Another example, described in the American media: if any preacher suddenly begins to dissuade his parishioners from vaccination, his messages will be refuted as contradicting the conclusions of scientists and the recommendations of the US Department of Health (US Department of Health and Human Services).

This proposal may very soon become state policy, at least Joe Biden’s apparatus will have to make a lot of efforts to ignore this internal party initiative, which has a significant number of supporters.

Apparently, the idea was spied on social networks, primarily on Facebook and Twitter, where, at the beginning of the pandemic, they began to label inaccurate information about COVID-19. This quickly turned into targeted trolling by Donald Trump: almost every second message from the president was marked as unreliable, until his accounts were frozen altogether – forever.

However, a blog is something exactly the opposite of what is guarded by the secret of communication, which was formulated in the Middle Ages as a secret of correspondence (with punishment for violating it, up to cutting off the language). In those days, this right did not apply to all, but only to the privileged classes, but over time it received total recognition in the Western world – only war or court could abolish it.

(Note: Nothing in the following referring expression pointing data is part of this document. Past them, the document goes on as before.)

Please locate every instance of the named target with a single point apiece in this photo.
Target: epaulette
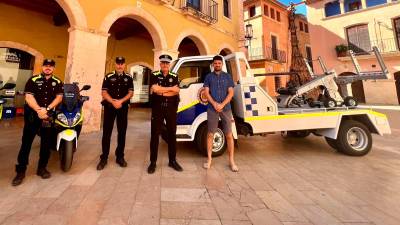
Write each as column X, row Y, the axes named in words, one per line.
column 173, row 74
column 110, row 74
column 56, row 79
column 35, row 77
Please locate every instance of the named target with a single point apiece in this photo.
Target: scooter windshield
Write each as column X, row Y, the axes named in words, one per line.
column 71, row 96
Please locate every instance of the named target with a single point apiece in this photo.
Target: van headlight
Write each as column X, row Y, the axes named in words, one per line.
column 76, row 118
column 62, row 118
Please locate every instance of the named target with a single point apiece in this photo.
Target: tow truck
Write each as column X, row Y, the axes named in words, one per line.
column 346, row 129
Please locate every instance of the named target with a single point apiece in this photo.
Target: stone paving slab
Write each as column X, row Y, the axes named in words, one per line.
column 281, row 181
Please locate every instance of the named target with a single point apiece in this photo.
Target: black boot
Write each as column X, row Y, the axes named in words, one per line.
column 42, row 172
column 175, row 166
column 102, row 164
column 121, row 162
column 18, row 178
column 152, row 168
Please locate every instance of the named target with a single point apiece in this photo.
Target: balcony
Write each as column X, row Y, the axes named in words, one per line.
column 387, row 47
column 205, row 10
column 267, row 53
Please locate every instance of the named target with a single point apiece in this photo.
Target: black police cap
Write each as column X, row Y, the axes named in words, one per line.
column 165, row 58
column 218, row 57
column 120, row 60
column 49, row 62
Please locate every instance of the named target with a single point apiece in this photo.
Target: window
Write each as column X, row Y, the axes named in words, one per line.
column 397, row 31
column 265, row 10
column 332, row 8
column 352, row 5
column 371, row 3
column 309, row 57
column 272, row 13
column 278, row 82
column 193, row 3
column 358, row 39
column 227, row 8
column 193, row 72
column 274, row 47
column 252, row 11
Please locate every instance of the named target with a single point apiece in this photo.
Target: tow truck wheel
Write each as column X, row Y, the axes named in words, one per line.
column 329, row 103
column 219, row 141
column 354, row 138
column 350, row 101
column 331, row 142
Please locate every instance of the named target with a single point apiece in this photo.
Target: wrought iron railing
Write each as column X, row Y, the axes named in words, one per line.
column 204, row 9
column 267, row 53
column 384, row 46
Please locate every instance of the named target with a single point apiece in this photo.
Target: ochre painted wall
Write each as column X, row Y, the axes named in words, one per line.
column 37, row 31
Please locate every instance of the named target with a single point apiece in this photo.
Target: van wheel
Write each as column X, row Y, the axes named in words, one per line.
column 219, row 141
column 354, row 138
column 350, row 101
column 329, row 103
column 298, row 133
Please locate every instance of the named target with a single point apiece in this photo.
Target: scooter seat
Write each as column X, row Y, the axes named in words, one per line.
column 286, row 91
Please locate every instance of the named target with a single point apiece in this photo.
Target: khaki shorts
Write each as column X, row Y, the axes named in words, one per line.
column 213, row 120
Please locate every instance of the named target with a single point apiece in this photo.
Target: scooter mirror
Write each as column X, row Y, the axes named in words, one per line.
column 8, row 86
column 85, row 87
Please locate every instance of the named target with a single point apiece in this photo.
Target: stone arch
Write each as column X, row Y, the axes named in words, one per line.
column 143, row 17
column 225, row 47
column 73, row 10
column 38, row 55
column 196, row 37
column 140, row 64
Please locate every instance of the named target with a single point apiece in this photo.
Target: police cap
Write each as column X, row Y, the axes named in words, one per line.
column 165, row 58
column 120, row 60
column 49, row 62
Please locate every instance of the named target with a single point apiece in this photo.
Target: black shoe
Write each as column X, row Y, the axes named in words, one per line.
column 121, row 162
column 102, row 164
column 42, row 172
column 152, row 168
column 18, row 179
column 175, row 166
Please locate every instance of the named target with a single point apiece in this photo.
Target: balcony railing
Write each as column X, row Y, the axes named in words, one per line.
column 384, row 45
column 206, row 10
column 267, row 53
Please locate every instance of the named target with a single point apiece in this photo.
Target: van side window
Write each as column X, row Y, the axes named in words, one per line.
column 193, row 72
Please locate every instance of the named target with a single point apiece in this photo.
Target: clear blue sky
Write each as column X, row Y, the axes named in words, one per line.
column 299, row 9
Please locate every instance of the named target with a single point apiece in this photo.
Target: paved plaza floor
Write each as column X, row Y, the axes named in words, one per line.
column 281, row 181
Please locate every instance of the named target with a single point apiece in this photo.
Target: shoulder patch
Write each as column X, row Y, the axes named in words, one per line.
column 56, row 79
column 156, row 73
column 35, row 77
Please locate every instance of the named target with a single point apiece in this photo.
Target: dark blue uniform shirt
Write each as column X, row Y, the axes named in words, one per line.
column 219, row 85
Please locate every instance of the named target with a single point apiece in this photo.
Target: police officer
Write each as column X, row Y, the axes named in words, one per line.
column 117, row 90
column 43, row 93
column 165, row 98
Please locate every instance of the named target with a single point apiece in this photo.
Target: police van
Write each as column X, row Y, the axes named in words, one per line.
column 348, row 130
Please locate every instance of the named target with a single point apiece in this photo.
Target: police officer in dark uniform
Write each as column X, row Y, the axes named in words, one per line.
column 117, row 90
column 164, row 98
column 43, row 93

In the legislation of Russia and the United States, the right to privacy of communications is formulated in almost the same way. In the Constitution of the Russian Federation, for example, like this (article 23, part 2):
“Everyone has the right to privacy of correspondence, telephone conversations, postal, telegraph and other messages. Limitation of this right is allowed only on the basis of a court decision. “

The Democratic Party believes that in the face of a pandemic and “destructive actions of internal extremists” (that is, anti-vaccination), this previously natural and inalienable right can be sacrificed.

It is difficult to argue that an epidemic is an extraordinary situation. It is often compared to war – just in order to draw analogies with the laws of wartime, when not only the right to privacy of correspondence, but also a number of others, do not fully operate. In a covid year, the Western world witnessed even worse restrictions, including the textbook “don’t get together more than three”, and for family holidays.

But there is a suspicion that if freedoms will inevitably return after the victory over the epidemic (for that, in fact, and vaccination), then with others they can do quite differently, expanding the “space of exceptions” to issues of politics or even ideology.

The history of the development of social networks clearly shows the list of restrictions that will sooner or later be considered “natural” and “absolutely necessary.” These are homophobic and transphobic statements, manifestations of racism and sexism, denial of the need to fight global warming, the desire to vote for an “unacceptable” candidate, and so on.

And so – right down to the classic dystopian scene, where SMS reminds you that Oceania has always been at war with Eastasia.

A system capable of correcting what has been said is also capable of identifying the speaker – with the punishment for him, which is provided by the era.

It does not matter how she does it – with the help of artificial intelligence that analyzes words and phrases, or specially hired people – the proletariat of modern times (the global censorship corporation is a promising direction for those who will be left unemployed by robots in other spheres).

It is important that it is, in principle, capable of doing this, being used once for an obviously good cause – the promotion of vaccination in the context of a global pandemic.

The proposal of the Democratic Party is another test for the model of law in its usual form for the West. Either it will hold out – and then initiatives of this kind will remain a “trial balloon” that has not rolled anywhere. Or the right to secrecy of communication will be scrapped along with the right to freedom of speech, the rejection of which has already become a kind of shahadah for the bearers of “progressive values,” the dangerously numerous and influential wing of the ruling party in the United States.